2.  The word rendered, ‘inn’, in our Nativity accounts much more commonly means, ‘a place’, ‘space’, even, ‘guest room’. (The traditional word for an inn is used in the story of the Good Samaritan.) At Easter, Nancy and I visited the ancient city of Matera in southern Italy, many of whose houses were built into caves on the hillside. We saw one that had been restored to how it might have been a hundred years ago. It was a cave, one part of which was clearly the living quarters with bed, food store and primitive kitchen, the other end, separated by a very low wall, housed animals. There was a manger carved into the rock. I think that could have been how it was in Bethlehem, where there were plenty of similar caves, some larger, allowing provision for storage or even an extra room. Beautiful though they may look on Christmas cards, it’s doubtful whether any young mum would put her child under the stars where even today the snow can lie, ‘deep and crisp and even’. I realise that these thoughts may cause havoc for the writers of Nativity plays, and now what of the shepherds ?

Their terror gave way to wonder, excitement and exuberant, bubbling praise.

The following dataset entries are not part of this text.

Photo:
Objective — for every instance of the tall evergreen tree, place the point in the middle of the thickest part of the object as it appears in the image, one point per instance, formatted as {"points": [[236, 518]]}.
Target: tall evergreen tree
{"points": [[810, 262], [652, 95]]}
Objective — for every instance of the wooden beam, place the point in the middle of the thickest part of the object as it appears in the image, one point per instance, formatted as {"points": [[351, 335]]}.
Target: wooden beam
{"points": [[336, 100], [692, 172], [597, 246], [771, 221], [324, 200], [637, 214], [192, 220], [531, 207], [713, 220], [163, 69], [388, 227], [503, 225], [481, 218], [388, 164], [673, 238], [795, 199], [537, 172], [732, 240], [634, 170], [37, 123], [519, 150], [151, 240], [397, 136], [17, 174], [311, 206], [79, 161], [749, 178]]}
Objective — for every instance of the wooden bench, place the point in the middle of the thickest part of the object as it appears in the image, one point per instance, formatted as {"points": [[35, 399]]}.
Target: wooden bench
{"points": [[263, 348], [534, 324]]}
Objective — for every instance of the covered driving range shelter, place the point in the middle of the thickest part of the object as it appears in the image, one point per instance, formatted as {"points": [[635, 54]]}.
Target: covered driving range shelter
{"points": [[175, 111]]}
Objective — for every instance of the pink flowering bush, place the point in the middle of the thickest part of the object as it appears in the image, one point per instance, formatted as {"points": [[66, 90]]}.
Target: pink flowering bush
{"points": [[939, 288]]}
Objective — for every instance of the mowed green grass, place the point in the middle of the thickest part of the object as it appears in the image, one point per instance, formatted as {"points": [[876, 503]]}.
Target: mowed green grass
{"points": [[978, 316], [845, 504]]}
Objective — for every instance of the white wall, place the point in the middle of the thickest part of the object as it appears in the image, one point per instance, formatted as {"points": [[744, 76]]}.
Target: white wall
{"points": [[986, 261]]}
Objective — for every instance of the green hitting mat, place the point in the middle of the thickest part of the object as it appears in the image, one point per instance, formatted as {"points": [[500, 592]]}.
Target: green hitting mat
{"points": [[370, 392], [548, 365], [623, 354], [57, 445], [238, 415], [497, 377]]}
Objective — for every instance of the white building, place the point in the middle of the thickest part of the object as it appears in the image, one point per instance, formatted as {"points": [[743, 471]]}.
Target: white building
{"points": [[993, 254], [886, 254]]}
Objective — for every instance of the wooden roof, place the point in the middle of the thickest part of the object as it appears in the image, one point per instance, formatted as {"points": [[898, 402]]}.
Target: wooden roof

Can one not imagine them saying to one another on return to their flock, ‘Who would have thought that to us, you Abraham with your bandy legs and squint, and to me with a stutter and love of drink, an angel spoke and we looked at the face of God?’ The wonder of that is most beautifully put in a poem from Uganda.

Blessed are you O Christ child
that your cradle was so low that shepherds,
poorest and simplest of earthly people
could yet kneel beside you and
look level-eyed into the face of God.

Sometimes I fear the accumulated trappings of the Christmas story can obscure the central figure. Doing RE-inspired in Southcote just before Christmas, I got so caught up with my story of an unkind innkeeper that I never had time to get Jesus born!

A Christian for some fifty years and a priest for over forty, I still hunger to study, know and follow Jesus better. I share the credo of Theodore Doestoevsky, which I stumbled upon recently. Here it is: ‘To believe that nothing is more beautiful, profound, sympathetic, reasonable . . . and more perfect than Christ, and I tell myself with jealous love, not only that there is nothing but there cannot be anything.’

I end with words of a Christian hymn from India:

Behold how the angels sing;
Glory to God in the highest,
Peace on earth.
Love has taken a name and a form, and,
becoming meek for his helpless creatures
has come to earth.
The finger on which the sun is set as a diamond,
he puts to his mouth and plays with in the small cowshed.
O Christ, give to us this mind,
that as the finger turns and beckons
we too may respond.

He beckons us into a new year. Let us follow with courage and devotion.